Provided that the parties are Christian. My good man, don't you see that your wife has become a foul fiend? Like Eve herself, she has grown more bitter than death. The very grave vomits her out! And the very first result is that you begin to question us. Can't you hear the Devil laughing? Kneel down now and beg our pardon, for we know you to be a simple man misled by uxoriousness.

Pray forgive me, Fathers.

The priest's most prized and efficacious tool, a gable-faced reliquary casket, was given to be carried in the altar boy's arms.— And you know what will happen to you if you drop it!— Yes, Father.— As for the butcher, his apprentice bore the sack of knives and the sharpening stele, but he himself marched with the great wooden mallet (an implement of office) over his shoulder; he used it to pound tough meat into tender, which went for a higher price. Beside them walked the executioner, Hans Trollhand, a shaveheaded, essential man with a bundle of rough stakes under his arm.

In Beograd it is often the drummer boy who carries the surgeon's box of instruments when it comes time to disinter a suspected vampire, but since the drummer boy had recently broken his head, thanks to a kick from a colonel's stallion, the surgeon found himself unable to emulate the example of that fashionable metropolis, whose glittering doings had been polished up still more for him by hearsay; accordingly, he was sulky, not to mention uneasy about this public trial of his medical knowledge; he had worked on dead patients before, but who could say what tricks the undead might play? But what he feared most of all was the Inquisition, whose severities are infallible, not to mention inevitable. In short, he carried his own toolbox under his arm, keeping a trifle aloof from Trollhand, who looked festive in his black-and-red cloak.

It was quite a procession indeed. The blood-red banners hung from the town hall. Doroteja was there, and so was Milena's mother, her face as hard as a shoemaker's wooden form. Yes, Doroteja was pale, yet avid, of
course; and here came all the old women whose children or grandchildren had been sucked dead by the satanic pest; with them came the living representatives of youth, hungry for horrors, and the one-legged soldier who desired (so he loudly explained) to see if anything could make him flinch—and here came Michael's former friends, who used to partake of Communion beside him (the same cowards who if they were alone would pay off a corpse with silver, so that it would not come haunting), and the ones whose cows Milena had healed, not to mention everyone else, the presence of the whole town being required by the Church—and none of them meaning him or Milena any good. Why it was that he could not be left in quiet with his faithful wife in whatever happiness they could make was certainly beyond him. But there it was; and now men from other villages were coming, too, and some few carried sharpened stakes over their shoulders.
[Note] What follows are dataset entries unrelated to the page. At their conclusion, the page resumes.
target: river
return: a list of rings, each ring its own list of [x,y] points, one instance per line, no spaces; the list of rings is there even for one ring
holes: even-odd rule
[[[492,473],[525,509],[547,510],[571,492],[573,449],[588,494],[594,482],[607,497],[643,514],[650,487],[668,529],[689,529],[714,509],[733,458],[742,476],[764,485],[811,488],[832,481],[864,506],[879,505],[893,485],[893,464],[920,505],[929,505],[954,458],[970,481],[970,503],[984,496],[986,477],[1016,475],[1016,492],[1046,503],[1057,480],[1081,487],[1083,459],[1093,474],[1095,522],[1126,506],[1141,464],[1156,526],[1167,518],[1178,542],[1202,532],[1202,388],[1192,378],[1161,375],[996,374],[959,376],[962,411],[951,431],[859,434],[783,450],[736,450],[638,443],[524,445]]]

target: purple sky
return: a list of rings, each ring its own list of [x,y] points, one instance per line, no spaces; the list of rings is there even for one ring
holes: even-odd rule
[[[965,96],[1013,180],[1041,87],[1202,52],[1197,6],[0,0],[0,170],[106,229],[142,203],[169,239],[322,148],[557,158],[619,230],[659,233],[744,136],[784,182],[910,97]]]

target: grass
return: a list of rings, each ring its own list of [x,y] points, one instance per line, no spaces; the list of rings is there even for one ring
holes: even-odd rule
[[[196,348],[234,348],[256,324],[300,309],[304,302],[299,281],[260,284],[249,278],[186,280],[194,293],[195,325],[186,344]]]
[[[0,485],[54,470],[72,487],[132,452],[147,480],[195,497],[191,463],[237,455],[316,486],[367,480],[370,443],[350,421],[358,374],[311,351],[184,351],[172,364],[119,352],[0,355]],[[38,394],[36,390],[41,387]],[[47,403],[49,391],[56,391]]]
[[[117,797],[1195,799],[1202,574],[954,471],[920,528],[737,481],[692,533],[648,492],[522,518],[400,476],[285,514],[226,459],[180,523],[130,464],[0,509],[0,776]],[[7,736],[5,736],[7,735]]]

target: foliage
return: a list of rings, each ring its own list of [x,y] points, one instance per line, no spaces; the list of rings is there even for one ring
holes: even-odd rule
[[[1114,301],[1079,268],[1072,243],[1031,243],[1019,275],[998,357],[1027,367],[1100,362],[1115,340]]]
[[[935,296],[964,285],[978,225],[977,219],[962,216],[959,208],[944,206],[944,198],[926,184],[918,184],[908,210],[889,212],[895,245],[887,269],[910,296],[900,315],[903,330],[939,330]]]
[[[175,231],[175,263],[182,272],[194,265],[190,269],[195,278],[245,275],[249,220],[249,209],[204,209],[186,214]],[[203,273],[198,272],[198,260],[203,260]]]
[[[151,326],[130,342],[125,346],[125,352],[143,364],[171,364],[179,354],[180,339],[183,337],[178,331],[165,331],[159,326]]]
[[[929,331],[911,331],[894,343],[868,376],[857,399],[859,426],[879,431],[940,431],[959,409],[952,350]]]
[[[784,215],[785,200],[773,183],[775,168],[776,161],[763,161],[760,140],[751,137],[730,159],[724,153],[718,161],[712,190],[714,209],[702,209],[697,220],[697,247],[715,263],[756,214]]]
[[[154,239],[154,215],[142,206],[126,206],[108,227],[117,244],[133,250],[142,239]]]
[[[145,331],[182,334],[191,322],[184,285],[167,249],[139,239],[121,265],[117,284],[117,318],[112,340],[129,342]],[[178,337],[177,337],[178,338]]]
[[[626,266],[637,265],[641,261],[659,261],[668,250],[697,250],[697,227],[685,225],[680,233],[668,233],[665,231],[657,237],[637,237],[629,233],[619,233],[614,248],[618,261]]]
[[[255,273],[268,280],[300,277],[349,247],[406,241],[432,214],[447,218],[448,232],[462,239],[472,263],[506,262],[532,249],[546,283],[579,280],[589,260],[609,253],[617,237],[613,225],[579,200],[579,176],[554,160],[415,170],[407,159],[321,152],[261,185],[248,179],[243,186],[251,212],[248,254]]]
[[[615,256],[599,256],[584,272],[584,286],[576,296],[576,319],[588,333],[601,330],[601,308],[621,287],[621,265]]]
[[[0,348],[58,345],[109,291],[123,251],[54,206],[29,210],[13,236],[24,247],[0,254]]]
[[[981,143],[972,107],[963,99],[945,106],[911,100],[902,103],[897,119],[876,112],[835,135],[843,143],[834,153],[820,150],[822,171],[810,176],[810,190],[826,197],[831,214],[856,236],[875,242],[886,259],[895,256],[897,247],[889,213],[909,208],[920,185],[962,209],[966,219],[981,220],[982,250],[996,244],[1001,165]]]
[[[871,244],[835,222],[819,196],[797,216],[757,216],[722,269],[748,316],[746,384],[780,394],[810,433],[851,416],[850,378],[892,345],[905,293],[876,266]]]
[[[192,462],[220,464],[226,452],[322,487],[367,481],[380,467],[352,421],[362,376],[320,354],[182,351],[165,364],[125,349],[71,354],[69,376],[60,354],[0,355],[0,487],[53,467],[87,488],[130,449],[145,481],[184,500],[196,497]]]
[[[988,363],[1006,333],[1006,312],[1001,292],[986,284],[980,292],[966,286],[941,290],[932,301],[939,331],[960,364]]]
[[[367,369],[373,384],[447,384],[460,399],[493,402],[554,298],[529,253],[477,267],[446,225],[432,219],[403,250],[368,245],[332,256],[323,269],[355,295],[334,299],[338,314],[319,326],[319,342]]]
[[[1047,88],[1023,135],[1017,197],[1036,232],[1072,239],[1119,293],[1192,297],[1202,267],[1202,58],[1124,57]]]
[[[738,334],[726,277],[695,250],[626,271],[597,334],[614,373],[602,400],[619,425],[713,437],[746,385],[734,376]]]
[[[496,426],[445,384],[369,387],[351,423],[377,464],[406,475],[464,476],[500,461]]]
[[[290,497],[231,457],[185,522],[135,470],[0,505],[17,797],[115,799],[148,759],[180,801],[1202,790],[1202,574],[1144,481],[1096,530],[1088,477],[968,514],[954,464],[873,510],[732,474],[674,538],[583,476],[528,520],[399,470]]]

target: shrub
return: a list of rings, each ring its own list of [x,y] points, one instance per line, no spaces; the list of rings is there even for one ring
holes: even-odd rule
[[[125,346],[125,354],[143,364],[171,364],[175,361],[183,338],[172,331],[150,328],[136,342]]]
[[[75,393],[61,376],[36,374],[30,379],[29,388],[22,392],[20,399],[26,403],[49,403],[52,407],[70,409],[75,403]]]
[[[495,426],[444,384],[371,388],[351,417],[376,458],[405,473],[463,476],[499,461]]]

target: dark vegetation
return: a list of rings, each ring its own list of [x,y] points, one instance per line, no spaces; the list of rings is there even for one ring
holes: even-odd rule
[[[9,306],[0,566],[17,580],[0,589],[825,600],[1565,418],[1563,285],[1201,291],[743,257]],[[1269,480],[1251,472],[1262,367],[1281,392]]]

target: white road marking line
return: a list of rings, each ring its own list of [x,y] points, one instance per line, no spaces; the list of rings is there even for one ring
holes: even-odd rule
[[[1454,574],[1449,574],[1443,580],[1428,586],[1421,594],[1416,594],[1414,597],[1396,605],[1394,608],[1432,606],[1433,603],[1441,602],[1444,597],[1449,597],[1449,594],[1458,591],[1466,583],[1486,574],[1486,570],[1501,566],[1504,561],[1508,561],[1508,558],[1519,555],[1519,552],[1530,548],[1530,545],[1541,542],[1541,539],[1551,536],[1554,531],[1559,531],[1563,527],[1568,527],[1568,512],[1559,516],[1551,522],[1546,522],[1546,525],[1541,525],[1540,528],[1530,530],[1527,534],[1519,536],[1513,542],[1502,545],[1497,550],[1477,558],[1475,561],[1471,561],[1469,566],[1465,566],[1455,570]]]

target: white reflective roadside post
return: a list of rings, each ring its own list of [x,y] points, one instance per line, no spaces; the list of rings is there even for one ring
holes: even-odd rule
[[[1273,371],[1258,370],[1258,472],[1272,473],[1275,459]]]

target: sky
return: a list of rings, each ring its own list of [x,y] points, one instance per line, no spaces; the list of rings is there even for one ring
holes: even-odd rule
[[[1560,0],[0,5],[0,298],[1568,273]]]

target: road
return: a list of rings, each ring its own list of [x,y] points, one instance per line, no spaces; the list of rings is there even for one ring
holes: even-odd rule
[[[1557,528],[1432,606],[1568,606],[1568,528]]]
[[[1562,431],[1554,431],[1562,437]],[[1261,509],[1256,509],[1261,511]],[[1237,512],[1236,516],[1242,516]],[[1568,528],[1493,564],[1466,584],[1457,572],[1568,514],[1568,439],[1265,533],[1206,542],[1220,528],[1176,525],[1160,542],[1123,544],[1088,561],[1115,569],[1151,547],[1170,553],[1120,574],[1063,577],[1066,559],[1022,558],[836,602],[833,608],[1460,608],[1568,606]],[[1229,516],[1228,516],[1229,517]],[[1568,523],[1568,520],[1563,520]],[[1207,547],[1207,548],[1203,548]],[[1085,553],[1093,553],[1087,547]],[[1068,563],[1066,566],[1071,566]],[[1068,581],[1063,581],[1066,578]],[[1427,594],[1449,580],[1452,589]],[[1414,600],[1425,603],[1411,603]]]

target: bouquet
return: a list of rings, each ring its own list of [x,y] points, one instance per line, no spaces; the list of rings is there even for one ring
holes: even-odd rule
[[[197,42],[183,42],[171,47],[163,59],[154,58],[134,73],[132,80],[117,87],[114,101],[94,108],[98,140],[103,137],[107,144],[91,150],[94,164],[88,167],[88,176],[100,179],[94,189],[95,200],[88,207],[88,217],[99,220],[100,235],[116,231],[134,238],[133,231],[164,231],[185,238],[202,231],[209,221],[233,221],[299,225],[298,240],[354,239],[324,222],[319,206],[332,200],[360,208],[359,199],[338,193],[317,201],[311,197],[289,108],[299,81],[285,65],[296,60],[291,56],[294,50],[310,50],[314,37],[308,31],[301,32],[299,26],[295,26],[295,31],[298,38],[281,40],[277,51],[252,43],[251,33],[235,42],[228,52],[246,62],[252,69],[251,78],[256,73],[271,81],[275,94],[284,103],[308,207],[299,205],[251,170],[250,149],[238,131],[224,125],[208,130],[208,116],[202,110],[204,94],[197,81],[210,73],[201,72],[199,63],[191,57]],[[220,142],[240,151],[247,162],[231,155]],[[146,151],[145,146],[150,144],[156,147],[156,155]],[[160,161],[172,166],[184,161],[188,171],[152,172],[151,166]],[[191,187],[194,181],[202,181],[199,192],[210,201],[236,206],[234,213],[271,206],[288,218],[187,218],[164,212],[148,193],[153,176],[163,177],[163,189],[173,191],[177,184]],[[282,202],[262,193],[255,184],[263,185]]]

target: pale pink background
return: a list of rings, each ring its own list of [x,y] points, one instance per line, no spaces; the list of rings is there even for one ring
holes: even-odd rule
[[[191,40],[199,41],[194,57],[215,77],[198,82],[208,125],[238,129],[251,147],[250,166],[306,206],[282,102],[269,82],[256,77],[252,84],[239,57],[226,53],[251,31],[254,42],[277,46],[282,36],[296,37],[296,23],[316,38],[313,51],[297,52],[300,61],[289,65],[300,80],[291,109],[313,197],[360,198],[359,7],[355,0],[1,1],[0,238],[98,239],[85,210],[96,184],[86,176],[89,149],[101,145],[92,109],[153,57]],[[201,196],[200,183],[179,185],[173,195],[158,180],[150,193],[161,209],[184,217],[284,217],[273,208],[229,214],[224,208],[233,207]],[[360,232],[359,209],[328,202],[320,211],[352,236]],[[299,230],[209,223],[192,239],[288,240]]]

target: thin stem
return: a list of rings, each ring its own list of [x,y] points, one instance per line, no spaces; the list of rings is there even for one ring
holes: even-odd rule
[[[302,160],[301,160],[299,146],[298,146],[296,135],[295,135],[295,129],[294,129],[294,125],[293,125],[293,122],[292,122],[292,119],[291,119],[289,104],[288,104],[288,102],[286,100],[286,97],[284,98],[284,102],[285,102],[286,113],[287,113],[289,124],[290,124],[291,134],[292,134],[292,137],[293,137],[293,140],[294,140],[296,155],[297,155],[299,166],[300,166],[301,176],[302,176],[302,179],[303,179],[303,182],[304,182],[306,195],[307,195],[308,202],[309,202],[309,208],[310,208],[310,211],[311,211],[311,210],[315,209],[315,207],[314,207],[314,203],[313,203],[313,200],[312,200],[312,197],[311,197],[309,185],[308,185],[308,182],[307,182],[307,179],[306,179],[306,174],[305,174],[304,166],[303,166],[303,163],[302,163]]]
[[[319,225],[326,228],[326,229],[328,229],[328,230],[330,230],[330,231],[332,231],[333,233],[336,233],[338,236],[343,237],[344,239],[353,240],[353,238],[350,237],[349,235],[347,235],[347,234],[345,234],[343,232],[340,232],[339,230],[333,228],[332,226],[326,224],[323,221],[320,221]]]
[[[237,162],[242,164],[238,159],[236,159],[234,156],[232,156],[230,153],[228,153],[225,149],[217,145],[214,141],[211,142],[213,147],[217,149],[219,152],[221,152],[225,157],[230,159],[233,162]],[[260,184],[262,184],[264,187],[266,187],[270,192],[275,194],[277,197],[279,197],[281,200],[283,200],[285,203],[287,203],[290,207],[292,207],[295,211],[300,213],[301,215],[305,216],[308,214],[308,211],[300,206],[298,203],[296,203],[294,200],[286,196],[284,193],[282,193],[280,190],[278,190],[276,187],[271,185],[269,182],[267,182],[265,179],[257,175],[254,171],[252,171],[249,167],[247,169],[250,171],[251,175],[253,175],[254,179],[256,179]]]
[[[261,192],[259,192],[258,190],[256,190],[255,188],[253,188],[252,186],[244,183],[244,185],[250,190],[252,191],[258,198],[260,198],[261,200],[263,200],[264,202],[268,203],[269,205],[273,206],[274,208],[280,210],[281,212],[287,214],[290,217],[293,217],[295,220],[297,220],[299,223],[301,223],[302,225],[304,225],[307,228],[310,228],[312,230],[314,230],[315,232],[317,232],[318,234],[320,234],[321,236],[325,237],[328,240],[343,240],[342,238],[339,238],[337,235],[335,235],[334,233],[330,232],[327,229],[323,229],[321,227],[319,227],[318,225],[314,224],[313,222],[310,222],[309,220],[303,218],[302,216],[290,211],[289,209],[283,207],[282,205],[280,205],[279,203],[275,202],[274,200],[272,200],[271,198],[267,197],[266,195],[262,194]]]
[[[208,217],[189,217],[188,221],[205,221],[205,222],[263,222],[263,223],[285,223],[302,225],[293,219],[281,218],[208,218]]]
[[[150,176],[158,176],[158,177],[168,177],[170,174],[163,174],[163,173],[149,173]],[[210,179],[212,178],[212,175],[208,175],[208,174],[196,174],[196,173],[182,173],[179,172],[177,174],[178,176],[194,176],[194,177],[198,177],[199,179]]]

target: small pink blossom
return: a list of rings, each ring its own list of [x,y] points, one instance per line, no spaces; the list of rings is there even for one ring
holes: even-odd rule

I do him no injustice to state that his awareness that any time he wished to, he could get rid of this vampire and then taste Doroteja, devour her even, was delicious to him; for isn't it human nature to be pleased when fate offers us more than we already possess? It gave him a sense almost of pride, to know that he continued to stir Doroteja's heart. To be sure, he was also afraid of her; it was precisely on account of her almost predatory determination to have whatever she wanted that he had first chosen the more easygoing Milena. At this very moment, as he could well see, she was brooding over him, in much the way that an evil spirit studies us. Of course he would have enjoyed experiencing with her
the understanding of the flesh;
and for the first time it now struck him that her fleshly intuition or comprehension of him might well exceed his of her; for all he knew, she might be able to read him down to his discreetest parentheses. This possibility should have increased his fear; instead, it flattered him.